SFDO-Community / declarative-lookup-rollup-summaries

Declarative Lookup Rollup Summaries (DLRS) is a community built and maintained Salesforce application that allows you to create cross object roll-ups declaratively - no code! For install instructions and documentation, visit our website https://sfdo-community-sprints.github.io/DLRS-Documentation/
https://sfdo-community-sprints.github.io/DLRS-Documentation/
BSD 3-Clause "New" or "Revised" License
693 stars 237 forks source link

Rollup Schedule Job Error: Already Executing #1314

Closed ChetanKammar closed 5 months ago

ChetanKammar commented 1 year ago

Describe the bug Hi I am receiving the below error for almost all my roll up jobs, currently I'm on 2.17 Latest version, and as it suggested I deleted all the old scheduled jobs and resheduled them all between 2 to 5 AM everyday. Error: A calculate job for rollup '[Rollup Name]' is already executing. If you suspect it is not already running try clearing the applicable record from the Lookup Rollup Calculate Jobs tab and try again. Review the error, rollup definition and/or delete the Apex Scheduled job under Setup. Check if the rollup still exists via the Manage Rollup Summaries and/or Lookup Rollup Summaries tabs. A clear and concise description of what the bug is.

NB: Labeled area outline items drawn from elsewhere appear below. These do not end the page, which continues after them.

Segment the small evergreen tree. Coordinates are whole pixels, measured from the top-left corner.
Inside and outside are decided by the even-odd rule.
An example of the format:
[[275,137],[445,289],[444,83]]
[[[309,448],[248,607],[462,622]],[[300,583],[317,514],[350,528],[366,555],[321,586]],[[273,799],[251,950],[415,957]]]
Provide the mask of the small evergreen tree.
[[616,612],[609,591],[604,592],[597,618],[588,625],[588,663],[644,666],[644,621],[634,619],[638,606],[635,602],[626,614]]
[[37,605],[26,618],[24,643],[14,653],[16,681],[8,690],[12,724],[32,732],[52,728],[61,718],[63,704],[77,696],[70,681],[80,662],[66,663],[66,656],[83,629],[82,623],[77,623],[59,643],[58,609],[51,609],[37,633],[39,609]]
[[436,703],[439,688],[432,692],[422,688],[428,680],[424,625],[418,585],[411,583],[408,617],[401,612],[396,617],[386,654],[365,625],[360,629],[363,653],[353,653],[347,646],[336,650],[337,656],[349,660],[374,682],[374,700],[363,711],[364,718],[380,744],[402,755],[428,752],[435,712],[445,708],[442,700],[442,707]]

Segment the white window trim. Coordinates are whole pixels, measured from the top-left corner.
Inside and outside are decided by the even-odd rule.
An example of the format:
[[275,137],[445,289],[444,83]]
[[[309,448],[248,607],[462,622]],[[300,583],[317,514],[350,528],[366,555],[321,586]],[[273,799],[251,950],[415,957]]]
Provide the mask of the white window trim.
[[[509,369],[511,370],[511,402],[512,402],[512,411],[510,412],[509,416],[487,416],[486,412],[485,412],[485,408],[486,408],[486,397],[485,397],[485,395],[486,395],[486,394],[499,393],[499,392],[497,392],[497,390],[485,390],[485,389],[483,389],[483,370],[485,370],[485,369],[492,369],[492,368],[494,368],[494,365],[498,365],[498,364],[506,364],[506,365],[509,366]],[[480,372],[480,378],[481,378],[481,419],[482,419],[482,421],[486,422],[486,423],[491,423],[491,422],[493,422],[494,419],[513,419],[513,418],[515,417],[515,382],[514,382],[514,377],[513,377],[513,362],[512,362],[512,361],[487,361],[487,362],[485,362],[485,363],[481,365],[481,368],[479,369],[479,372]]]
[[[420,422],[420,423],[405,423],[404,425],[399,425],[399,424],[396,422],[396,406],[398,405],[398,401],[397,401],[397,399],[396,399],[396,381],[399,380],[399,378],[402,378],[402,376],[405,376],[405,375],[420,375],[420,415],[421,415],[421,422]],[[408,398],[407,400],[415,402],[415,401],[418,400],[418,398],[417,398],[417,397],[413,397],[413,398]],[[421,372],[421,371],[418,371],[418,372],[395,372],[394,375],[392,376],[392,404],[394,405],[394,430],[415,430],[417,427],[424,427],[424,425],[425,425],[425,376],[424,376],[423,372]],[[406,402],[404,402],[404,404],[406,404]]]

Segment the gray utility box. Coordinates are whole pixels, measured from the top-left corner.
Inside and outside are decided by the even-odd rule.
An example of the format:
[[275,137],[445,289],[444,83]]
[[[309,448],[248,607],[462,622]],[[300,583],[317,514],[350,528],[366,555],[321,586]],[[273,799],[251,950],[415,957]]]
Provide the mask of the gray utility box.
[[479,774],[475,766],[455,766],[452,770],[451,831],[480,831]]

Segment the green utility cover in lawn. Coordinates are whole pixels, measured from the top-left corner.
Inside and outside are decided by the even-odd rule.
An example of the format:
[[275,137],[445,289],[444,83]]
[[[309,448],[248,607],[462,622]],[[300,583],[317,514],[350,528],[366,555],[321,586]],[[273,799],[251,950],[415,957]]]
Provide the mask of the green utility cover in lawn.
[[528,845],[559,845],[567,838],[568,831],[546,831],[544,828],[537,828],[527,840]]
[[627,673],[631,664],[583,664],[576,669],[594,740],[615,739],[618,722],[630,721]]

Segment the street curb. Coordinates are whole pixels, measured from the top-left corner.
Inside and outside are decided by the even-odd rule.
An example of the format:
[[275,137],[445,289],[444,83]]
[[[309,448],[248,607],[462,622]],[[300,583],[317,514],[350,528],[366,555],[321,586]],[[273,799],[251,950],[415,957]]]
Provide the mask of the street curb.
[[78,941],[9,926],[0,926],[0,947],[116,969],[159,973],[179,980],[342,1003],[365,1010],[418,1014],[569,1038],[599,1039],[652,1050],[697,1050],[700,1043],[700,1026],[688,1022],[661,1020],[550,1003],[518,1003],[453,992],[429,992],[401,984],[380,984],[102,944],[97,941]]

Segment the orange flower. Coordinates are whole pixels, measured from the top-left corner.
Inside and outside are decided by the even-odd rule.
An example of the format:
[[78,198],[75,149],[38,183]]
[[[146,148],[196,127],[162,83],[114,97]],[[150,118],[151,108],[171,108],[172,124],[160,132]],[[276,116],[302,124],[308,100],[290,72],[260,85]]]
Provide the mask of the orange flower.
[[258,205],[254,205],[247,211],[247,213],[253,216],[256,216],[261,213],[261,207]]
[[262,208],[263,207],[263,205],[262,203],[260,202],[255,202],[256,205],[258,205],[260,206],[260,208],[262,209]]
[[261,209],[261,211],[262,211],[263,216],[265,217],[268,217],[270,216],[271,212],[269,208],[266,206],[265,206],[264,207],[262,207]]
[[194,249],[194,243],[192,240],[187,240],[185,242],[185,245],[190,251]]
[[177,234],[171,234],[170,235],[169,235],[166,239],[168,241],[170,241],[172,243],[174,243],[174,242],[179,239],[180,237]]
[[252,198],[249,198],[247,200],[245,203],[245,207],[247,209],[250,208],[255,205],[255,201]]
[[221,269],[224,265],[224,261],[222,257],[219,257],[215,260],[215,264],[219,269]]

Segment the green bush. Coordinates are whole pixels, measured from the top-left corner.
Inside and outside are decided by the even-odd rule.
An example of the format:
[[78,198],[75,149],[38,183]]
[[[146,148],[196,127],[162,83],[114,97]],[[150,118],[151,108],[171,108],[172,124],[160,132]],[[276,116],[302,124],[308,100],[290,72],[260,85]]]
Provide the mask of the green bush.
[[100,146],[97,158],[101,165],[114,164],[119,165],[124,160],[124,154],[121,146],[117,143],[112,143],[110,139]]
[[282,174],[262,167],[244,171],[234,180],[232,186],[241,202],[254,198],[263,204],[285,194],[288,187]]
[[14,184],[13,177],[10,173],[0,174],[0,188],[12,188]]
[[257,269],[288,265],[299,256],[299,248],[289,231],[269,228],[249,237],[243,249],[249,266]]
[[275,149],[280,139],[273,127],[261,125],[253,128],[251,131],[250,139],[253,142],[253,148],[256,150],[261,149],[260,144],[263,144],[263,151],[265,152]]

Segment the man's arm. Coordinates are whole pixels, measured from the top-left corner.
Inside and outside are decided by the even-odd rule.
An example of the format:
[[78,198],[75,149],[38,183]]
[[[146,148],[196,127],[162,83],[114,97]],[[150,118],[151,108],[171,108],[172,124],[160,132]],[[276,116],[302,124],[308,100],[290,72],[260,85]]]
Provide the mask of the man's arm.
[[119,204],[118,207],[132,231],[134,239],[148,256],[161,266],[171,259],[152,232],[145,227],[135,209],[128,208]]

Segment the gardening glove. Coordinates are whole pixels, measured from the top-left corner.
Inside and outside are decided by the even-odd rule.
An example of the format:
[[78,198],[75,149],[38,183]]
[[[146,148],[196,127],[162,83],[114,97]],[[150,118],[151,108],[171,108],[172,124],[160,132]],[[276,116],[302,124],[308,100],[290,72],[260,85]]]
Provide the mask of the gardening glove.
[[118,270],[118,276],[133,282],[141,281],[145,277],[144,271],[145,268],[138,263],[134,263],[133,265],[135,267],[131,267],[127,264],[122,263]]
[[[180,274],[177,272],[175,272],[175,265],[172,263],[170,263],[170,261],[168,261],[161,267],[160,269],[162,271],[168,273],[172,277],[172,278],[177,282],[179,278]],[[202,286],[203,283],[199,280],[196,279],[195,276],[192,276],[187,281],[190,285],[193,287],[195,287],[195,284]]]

To Reproduce Steps to reproduce the behavior:

  1. Go to Lookup Rollup Summaries
  2. Create Lookup Rollup Summary in Scheduled calculate mode
  3. Schedule Calculate for early morning (between 3-5am)

Expected behavior The jobs should run without producing an error that they're already running and update the fields.

Screenshots If applicable, add screenshots to help explain your problem.

Additional context I have already deleted the scheduled jobs and rescheduled but no use. @davidmreed please take a look and help me.

aheber commented 1 year ago

@ChetanKammar sorry you're having these problems. I understand that can be frustrating. In the future please refrain from mentioning project members directly. This project is community supported and people will jump in and help when they are able.

For the best support we ask that people use the Trailblazer Community Group for DLRS to request support. All of the most experienced people engage there.

As for your specific issue, I'll do my best to troubleshoot.

Did something change in your environment or configuration? Were these all running as scheduled full calculate?

Have you reviewed the Apex Jobs portion of Setup to see if any errors/failures were thrown from the calculation jobs?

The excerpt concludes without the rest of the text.